TaxTec and WTS Hansuke collaborate on withholding tax reclamation solutions

Tax practice and international financial services consultancy WTS Hansuke has entered an official collaboration with withholding tax firm TaxTec Group Limited. This collaboration is designed to enhance the consultancy’s client services, specifically in the area of withholding tax reclamation on foreign securities, and will include joint marketing initiatives, client cross-referrals, knowledge sharing, and other shared projects.

Recent research from TaxTec revealed that investors globally leave some $16bn of withholding tax on foreign securities unreclaimed each year. For UK investors in foreign securities the unreclaimed volume is over $1.3bn, in the US over $3.8bn.
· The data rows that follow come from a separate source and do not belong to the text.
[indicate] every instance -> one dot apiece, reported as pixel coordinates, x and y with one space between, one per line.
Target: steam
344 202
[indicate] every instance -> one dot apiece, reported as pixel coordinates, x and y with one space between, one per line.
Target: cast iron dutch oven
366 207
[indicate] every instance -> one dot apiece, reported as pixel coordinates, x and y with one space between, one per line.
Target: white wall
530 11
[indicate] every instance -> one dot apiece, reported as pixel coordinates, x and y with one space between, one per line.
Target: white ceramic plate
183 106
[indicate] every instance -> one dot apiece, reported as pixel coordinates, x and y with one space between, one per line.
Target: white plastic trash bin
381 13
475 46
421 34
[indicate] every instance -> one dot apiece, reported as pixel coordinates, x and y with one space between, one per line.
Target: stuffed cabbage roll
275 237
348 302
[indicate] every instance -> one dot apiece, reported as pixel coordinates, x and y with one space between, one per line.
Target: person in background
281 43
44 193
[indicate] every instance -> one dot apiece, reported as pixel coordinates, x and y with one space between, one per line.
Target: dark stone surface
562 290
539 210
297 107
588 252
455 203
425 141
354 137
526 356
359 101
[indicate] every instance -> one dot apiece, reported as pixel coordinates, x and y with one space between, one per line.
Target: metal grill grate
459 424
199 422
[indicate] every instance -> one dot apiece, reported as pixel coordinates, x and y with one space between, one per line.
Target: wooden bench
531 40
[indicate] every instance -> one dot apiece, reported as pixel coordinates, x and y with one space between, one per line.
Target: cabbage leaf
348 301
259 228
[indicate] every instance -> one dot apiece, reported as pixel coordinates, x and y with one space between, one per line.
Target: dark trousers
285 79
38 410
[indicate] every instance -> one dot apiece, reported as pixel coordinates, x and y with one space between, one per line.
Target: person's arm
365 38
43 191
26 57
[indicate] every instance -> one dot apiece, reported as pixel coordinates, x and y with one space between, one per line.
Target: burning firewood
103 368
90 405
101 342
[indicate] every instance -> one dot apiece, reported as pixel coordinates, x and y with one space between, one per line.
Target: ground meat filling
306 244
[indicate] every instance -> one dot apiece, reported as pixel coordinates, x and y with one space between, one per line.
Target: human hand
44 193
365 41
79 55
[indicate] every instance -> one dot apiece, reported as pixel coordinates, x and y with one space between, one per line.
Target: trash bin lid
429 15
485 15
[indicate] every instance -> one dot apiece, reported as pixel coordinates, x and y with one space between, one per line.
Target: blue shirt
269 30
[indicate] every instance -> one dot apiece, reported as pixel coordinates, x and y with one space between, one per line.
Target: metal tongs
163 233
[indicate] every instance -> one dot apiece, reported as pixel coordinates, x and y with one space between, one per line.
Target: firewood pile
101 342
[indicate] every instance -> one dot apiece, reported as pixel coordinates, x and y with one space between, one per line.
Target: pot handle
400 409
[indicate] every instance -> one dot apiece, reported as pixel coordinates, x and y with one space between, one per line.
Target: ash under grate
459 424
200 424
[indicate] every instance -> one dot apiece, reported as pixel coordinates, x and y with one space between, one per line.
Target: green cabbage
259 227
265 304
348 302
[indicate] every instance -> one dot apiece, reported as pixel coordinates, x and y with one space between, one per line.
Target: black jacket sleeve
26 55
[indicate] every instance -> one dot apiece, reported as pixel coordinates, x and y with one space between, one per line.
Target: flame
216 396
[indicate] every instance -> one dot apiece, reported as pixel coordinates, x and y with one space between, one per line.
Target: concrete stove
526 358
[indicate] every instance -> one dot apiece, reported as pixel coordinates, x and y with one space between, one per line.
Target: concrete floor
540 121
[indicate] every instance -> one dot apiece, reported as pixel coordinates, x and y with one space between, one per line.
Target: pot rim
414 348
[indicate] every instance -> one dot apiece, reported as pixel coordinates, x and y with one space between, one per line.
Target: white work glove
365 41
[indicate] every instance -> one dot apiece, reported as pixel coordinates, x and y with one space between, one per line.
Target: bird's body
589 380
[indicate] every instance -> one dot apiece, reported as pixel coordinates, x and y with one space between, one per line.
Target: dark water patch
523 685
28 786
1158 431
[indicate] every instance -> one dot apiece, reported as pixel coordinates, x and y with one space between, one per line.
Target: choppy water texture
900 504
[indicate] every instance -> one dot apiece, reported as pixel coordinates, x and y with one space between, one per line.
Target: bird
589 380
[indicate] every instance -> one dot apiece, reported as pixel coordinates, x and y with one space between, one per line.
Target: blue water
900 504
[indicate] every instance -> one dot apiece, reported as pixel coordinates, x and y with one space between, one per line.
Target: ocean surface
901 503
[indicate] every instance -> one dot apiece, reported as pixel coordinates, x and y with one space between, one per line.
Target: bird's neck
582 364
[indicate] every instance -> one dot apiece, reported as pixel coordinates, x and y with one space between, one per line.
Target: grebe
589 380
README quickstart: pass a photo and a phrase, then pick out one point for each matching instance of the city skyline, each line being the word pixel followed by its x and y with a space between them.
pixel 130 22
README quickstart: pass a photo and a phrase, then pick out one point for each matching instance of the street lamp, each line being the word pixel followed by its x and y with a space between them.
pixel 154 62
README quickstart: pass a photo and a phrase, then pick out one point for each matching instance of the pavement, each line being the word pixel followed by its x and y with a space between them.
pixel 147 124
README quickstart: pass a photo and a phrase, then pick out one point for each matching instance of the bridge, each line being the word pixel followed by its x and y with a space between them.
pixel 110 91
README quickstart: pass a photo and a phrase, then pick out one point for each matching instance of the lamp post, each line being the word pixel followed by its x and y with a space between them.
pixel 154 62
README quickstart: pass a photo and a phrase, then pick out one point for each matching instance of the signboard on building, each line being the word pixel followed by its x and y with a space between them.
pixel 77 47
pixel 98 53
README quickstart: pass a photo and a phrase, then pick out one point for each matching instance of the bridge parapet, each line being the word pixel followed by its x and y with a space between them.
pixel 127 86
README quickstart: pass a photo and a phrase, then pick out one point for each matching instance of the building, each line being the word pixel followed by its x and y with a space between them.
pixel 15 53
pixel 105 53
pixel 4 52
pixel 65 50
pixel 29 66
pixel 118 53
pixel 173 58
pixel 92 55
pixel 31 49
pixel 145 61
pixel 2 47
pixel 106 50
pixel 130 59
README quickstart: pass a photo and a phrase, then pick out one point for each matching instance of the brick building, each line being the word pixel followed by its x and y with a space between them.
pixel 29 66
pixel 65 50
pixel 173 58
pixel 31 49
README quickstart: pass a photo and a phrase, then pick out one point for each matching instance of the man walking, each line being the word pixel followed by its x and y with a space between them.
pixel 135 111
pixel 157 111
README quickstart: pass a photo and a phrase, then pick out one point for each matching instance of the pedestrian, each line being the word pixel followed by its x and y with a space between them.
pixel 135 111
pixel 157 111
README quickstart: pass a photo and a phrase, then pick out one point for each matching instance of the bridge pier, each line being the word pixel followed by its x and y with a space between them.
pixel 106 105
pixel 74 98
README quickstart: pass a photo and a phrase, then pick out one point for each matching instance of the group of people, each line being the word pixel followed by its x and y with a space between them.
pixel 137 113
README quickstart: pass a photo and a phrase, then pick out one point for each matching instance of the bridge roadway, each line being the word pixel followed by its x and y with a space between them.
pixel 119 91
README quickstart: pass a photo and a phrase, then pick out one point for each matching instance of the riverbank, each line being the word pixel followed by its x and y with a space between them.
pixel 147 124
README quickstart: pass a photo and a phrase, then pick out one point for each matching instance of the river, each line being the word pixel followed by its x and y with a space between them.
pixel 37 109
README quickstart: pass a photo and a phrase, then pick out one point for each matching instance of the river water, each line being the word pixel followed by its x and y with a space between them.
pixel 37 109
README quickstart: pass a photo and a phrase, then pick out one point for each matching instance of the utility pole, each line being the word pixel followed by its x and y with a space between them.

“The market has been crying out for a fully digital withholding tax reclamation service that draws on AI to make reclaims as smooth and easy as possible,” said Graham Tilbury, Partner, WTS Hansuke. “Now TaxTec have got there first. On top of the reclamation process, we can now offer our clients up-to-date views of reclamation status, alongside a predictive forward view of both process and portfolio.”

 

Regions Bank looks to help companies streamline cash flow

Regions Bank has announced its latest offering designed to help treasury management clients better manage cash flow, optimise liquidity, reduce risks and more clearly anticipate business needs. The banks’ clients now have the option of using Regions Embedded ERP Finance, powered by Koxa, to seamlessly connect financial data to their own enterprise resource planning (ERP) systems.

Currently, business clients manually enter or upload financial data from their Regions accounts into their own ERP systems that they use to manage money, track sales, oversee inventory, manage customer relationships and more. With the new solution, clients can immediately access and review financial accounts and data in real-time within their own ERP platforms. 

The bank says its clients can now create fully automated reports, like transactions and balances, from bank accounts for reconciliation. For future enhancements, Regions is currently developing an additional capability designed to enable clients to initiate ACH and wire payments for vendors, reimburse expenses, and manage payroll from their Regions Bank account without leaving their accounting software.

Full auditability is also possible. Companies can easily account for permissions and enhance their internal controls to help mitigate fraud risk. This solution can track the user, IP address and time stamp when each payment is submitted and approved, helping ensure the accuracy of each transaction.

Currently, Regions Embedded ERP Finance will connect with Workday, Oracle NetSuite, Microsoft Dynamics 365 Business Central, and Sage Intacct.  The bank says that additional ERP platforms and capabilities are expected to be added over time.

 

ETR Digital unveils electronic trade instrument service

ETR Digital has established a brand-new independent business, bringing to market a new tech application that it says is simple to adopt. ETR Digital specialises in transforming working capital performance and access to liquidity, by delivering digital negotiable instruments (DNIs) that make trade faster, cheaper, fairer and more secure.

ETR Digital’s promissory notes and bills of exchange are delivered in partnership with a globally recognised electronic signature and ID verification provider, ensuring standardisation, speed and security alongside the benefits DNIs offer to all participants in global supply chains. These include improved cash flow and access to funding, maximising use of available facilities and enhanced return on capital.

The development work of the last two years, coupled with the extensive trade and supply chain finance experience of the ETR Digital team, which includes Dominic Broom, Roger Hynes and Howard Royds - the team formerly at Arqit Trade Secure - and Wayne Mills and Toby Schumacher, places ETR Digital in prime position to assist businesses and financial institutions in adopting this simple yet transformational technology, a statement from the firm said.